Prima del pagamento delle prossime tredicesime, i dipendenti pubblici riceveranno nelle loro buste paga un anticipo “una tantum” dei prossimi aumenti contrattuali. Ma per circa 150 mila di loro, quanti andranno in pensione secondo le stime il prossimo anno, si porrà il problema della restituzione dei soldi incassati prima di Natale.
Nelle prossime settimane, probabilmente con un cedolino ad hoc, i dipendenti dello Stato riceveranno come detto un anticipo dei 7,3 miliardi che il governo ha stanziato per il rinnovo dei contratti pubblici. Sono due i miliardi che saranno pagati immediatamente.
Gli statali, dai medici ai professori, dai poliziotti fino ai funzionari ministeriali, si vedranno versare importi che vanno da 600 fino a 2mila euro a seconda dell’inquadramento professionale. Questi soldi sono l’anticipo, tutto in una volta, delle quote mensili dell’indennità di vacanza contrattuale maggiorata (di 6,7 volte secondo quanto disposto dal decreto anticipi appena trasmesso in Parlamento), che i dipendenti pubblici avrebbero dovuto incassare nel 2024.
Il meccanismo
Per essere ancora più chiari, prendiamo un dipendente che il prossimo anno avrebbe dovuto ricevere 50 euro al mese della nuova indennità di vacanza contrattuale da gennaio a dicembre (più la tredicesima). Ebbene, con l’anticipo i 650 euro gli saranno versati tutti quest’anno prima di Natale. Ma cosa accade se quello stesso dipendente, per esempio, andasse in pensione supponiamo a febbraio. Ebbene, siccome si tratta di un anticipo, dovrebbe restituire la quota parte della una tantum dal momento del pensionamento in poi.
Si tratta soltanto di uno dei nodi della misura del governo. Fermo restando lo stanziamento assolutamente rilevante per il rinnovo dei contratti, 7,3 miliardi, il pagamento dell’anticipo creerà anche un altro effetto sulle buste paga dei dipendenti statali a partire dal prossimo mese di gennaio, il cui netto finale rischia di essere più basso. Come mai? Perché nel 2024 verrà meno il bonus dell’1,5 per cento per gli statali, finanziato solo per il 2023 e non rinnovato.
Gli importi
Si tratta di importi che variano da circa 23 euro a poco meno di 70 euro mensili sempre a seconda degli inquadramenti professionali. In realtà queste somme, almeno per i redditi fino a 50 mila euro, potrebbero essere in parte compensate dalla riduzione dell’Irpef (l’accorpamento delle prime due aliquote previsto dal primo modulo della riforma fiscale). Ma si tratterebbe soltanto di un effetto “ottico”.
Ci sono poi altre due questioni che tengono banco in queste ore all’interno del comparto del Pubblico impiego. La prima è se una parte dell’indennità di vacanza contrattuale, quello 0,5 per cento in vigore prima del decreto “anticipi”, sarà pagato anche nel 2024. E su questo una risposta definitiva ancora non c’è.
Il passaggio
La seconda questione riguarda il pagamento della una tantum prima di Natale anche ai dipendenti di Comuni e Regioni. Si tratta di poco meno di 500 mila lavoratori che si trovano nel comparto delle funzioni locali. Il governo ha stanziato 5 miliardi per i dipendenti dello Stato e 2,3 miliardi per medici e infermieri. Comuni e Regioni, invece, dovranno trovare all’interno dei loro bilanci le risorse necessarie a garantire, se vogliono, la una tantum.

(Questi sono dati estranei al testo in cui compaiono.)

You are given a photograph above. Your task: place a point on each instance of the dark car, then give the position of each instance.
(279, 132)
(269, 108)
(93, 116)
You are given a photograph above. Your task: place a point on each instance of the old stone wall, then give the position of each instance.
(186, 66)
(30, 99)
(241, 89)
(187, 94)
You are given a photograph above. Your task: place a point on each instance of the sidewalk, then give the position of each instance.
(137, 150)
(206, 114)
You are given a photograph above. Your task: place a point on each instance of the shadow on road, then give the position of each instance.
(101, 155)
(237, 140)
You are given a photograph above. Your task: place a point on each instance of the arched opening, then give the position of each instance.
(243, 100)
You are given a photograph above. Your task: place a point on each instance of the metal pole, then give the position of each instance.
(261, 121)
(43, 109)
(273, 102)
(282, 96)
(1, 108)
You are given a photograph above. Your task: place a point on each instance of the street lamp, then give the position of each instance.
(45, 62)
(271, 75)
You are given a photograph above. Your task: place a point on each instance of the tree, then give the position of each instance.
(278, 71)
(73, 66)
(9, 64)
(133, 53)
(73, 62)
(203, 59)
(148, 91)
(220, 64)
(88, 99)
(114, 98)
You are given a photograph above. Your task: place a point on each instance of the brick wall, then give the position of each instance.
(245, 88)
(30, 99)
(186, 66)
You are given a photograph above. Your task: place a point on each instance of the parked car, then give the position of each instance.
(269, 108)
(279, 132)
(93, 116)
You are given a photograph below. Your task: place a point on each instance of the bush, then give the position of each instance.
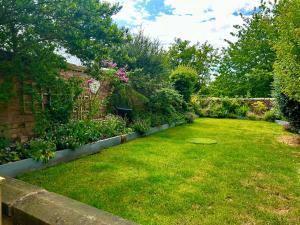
(10, 152)
(252, 116)
(242, 110)
(167, 102)
(42, 150)
(141, 125)
(290, 109)
(77, 133)
(184, 79)
(190, 117)
(259, 108)
(270, 115)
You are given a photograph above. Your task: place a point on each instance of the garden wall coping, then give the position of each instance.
(30, 205)
(13, 169)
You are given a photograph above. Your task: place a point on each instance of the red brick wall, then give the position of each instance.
(17, 121)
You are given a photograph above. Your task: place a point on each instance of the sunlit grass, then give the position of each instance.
(246, 178)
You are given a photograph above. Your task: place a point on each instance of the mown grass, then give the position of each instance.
(246, 178)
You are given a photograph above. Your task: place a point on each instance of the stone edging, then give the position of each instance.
(26, 204)
(13, 169)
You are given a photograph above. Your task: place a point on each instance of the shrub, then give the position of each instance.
(270, 115)
(259, 108)
(4, 142)
(10, 152)
(184, 79)
(166, 102)
(242, 110)
(77, 133)
(252, 116)
(190, 117)
(141, 125)
(290, 109)
(42, 150)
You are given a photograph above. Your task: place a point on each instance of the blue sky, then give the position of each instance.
(194, 20)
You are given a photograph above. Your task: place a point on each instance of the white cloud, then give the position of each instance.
(186, 21)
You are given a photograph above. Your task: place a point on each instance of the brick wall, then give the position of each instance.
(16, 119)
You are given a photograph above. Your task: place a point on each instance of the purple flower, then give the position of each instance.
(121, 73)
(107, 63)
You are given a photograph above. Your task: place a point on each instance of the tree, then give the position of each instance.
(203, 58)
(246, 66)
(287, 66)
(32, 31)
(184, 79)
(146, 59)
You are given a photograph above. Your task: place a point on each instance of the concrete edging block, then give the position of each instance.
(13, 169)
(27, 205)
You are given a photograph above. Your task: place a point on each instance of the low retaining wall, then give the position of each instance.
(16, 168)
(25, 204)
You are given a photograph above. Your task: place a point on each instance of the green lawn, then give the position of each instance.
(246, 178)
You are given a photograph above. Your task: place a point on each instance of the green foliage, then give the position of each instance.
(242, 110)
(164, 180)
(166, 102)
(259, 108)
(144, 54)
(190, 117)
(76, 133)
(271, 115)
(31, 33)
(141, 125)
(287, 66)
(42, 150)
(10, 152)
(63, 94)
(246, 67)
(7, 90)
(184, 79)
(252, 116)
(201, 57)
(290, 109)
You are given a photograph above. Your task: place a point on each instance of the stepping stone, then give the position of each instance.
(204, 141)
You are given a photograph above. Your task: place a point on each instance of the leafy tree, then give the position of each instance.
(246, 66)
(201, 57)
(147, 61)
(144, 54)
(287, 66)
(184, 79)
(31, 33)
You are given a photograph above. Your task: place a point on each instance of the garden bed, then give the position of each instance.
(247, 177)
(16, 168)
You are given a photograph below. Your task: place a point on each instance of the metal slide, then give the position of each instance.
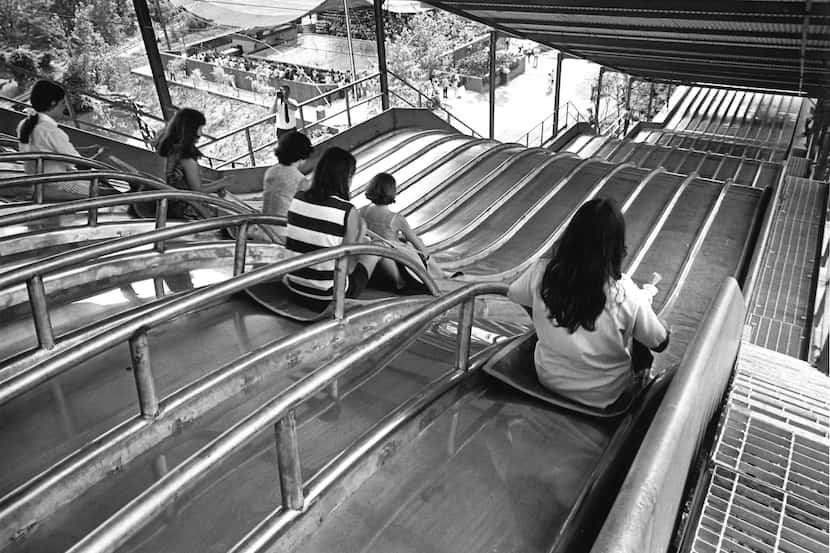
(219, 364)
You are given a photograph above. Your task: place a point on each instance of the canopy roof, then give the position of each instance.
(767, 44)
(247, 14)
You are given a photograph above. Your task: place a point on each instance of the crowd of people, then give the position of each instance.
(595, 327)
(267, 69)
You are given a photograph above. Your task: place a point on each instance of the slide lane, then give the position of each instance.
(499, 222)
(487, 212)
(43, 425)
(245, 488)
(533, 233)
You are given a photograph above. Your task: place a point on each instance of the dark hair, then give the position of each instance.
(293, 146)
(180, 134)
(332, 175)
(587, 257)
(381, 189)
(44, 96)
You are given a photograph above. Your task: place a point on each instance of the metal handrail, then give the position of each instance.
(32, 275)
(38, 498)
(64, 208)
(421, 95)
(568, 106)
(40, 157)
(95, 177)
(279, 413)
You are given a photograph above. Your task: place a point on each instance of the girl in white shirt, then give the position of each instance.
(39, 132)
(592, 321)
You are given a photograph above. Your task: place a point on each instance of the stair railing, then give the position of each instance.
(424, 101)
(352, 92)
(38, 159)
(568, 114)
(136, 330)
(94, 177)
(279, 414)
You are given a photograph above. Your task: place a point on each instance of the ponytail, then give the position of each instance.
(43, 97)
(24, 131)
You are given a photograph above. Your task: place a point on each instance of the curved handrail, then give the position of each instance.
(42, 495)
(644, 512)
(94, 177)
(74, 206)
(52, 156)
(129, 520)
(136, 331)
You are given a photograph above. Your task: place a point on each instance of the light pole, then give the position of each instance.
(349, 38)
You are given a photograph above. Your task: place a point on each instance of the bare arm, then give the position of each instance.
(355, 228)
(194, 178)
(411, 236)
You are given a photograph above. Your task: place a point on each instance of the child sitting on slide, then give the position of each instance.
(393, 228)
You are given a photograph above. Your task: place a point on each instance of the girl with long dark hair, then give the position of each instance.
(593, 323)
(323, 217)
(177, 145)
(39, 132)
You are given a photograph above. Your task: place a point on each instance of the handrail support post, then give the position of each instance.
(40, 312)
(161, 222)
(92, 214)
(250, 146)
(142, 371)
(341, 271)
(465, 326)
(240, 250)
(288, 462)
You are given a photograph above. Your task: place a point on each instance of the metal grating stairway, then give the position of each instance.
(781, 309)
(769, 487)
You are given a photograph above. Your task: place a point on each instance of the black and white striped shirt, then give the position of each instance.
(313, 225)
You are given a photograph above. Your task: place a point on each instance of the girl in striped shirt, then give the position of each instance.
(323, 217)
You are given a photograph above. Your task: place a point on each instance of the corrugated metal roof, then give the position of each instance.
(778, 45)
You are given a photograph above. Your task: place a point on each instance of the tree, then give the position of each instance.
(419, 50)
(89, 64)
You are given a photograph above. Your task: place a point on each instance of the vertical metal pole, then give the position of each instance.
(628, 104)
(599, 95)
(163, 25)
(493, 37)
(240, 250)
(288, 462)
(145, 25)
(158, 287)
(465, 326)
(40, 312)
(72, 115)
(349, 38)
(92, 214)
(161, 222)
(142, 371)
(650, 100)
(348, 111)
(380, 38)
(341, 270)
(250, 146)
(556, 92)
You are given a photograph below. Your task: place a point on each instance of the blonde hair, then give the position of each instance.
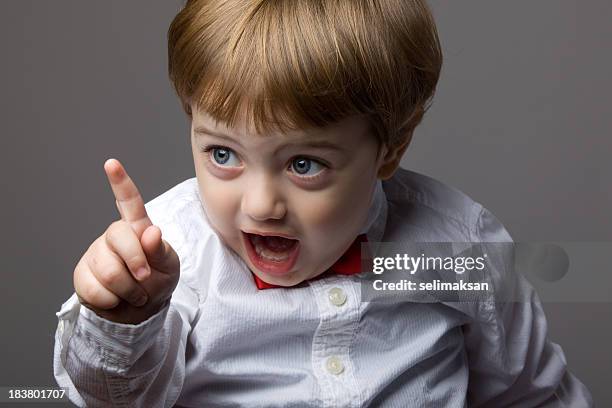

Difficile, se non impossibile, che riescano a farlo in soli due mesi e con i bilanci da chiudere. Più probabile insomma che per i dipendenti comunali e regionali si arrivi al pagamento mese per mese dell’indennità di vacanza contrattuale maggiorata a partire dal prossimo mese di gennaio.
Tutto questo comunque in attesa che il ministro per la Pubblica amministrazione Paolo Zangrillo invii all’Aran la direttiva “madre” che darà l’avvio alle trattative con i sindacati per i rinnovi contrattuali. I tavoli, secondo quanto riferito dallo stesso Zangrillo, dovrebbero essere convocati a partire da gennaio.